We extracted the handler, created the Lambda function, and updated the ALB listener rules to route GET /gallery to the Lambda instead of the EC2 target group. The Flask app stayed on EC2 for the rest of the routes.

This is the kind of incremental migration that actually works. You don’t rewrite the whole app — you pull out the endpoints that make sense as functions and leave the rest alone.

API Gateway caching

The last task was adding caching to an API Gateway that fronted a DynamoDB lookup Lambda. Requests came in with a user_id querystring, and the same users got queried repeatedly. Enabling the API Gateway cache with user_id as the cache key meant repeated requests were served without invoking Lambda or hitting DynamoDB at all.

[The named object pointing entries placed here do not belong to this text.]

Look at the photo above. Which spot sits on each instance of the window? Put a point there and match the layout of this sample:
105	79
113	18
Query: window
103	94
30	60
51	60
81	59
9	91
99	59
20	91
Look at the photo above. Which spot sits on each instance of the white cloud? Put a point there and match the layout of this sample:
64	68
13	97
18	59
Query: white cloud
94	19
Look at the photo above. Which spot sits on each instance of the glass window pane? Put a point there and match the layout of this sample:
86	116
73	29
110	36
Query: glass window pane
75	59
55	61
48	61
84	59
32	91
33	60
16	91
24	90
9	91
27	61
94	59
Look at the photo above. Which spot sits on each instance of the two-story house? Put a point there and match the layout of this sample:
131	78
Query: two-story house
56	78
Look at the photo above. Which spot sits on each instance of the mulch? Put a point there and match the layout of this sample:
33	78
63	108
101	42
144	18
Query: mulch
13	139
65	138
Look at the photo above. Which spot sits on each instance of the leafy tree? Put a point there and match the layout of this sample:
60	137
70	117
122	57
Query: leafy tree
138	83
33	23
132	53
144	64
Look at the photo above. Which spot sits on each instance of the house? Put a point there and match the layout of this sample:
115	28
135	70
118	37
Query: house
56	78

All health checks green — nothing broken

What stuck with me

The team format made this genuinely engaging. Cost optimization talks usually put people to sleep. Actually doing it — under time pressure, competing with other teams — makes the lessons stick.

A few patterns came up repeatedly:

  1. Right-size before you optimize. Graviton and Spot are great, but if your ASG min is 5 and you need 2, start there.
  2. Delete what you’re not using. NAT gateways, Elastic IPs, indefinite log retention — the boring stuff adds up fast.
  3. Scheduled scaling is free money. If nobody uses it at night, turn it off at night.
  4. Incremental Lambda migration beats rewrites. Pull out stateless endpoints one at a time.

If your company uses AWS and you haven’t done a GameDay, I’d recommend it. Automate-it ran ours, but AWS also offers them through partners and at events. Reading the Well-Architected Framework docs is one thing. Competing on a scoreboard while trying not to break Unicorn.Rentals is another.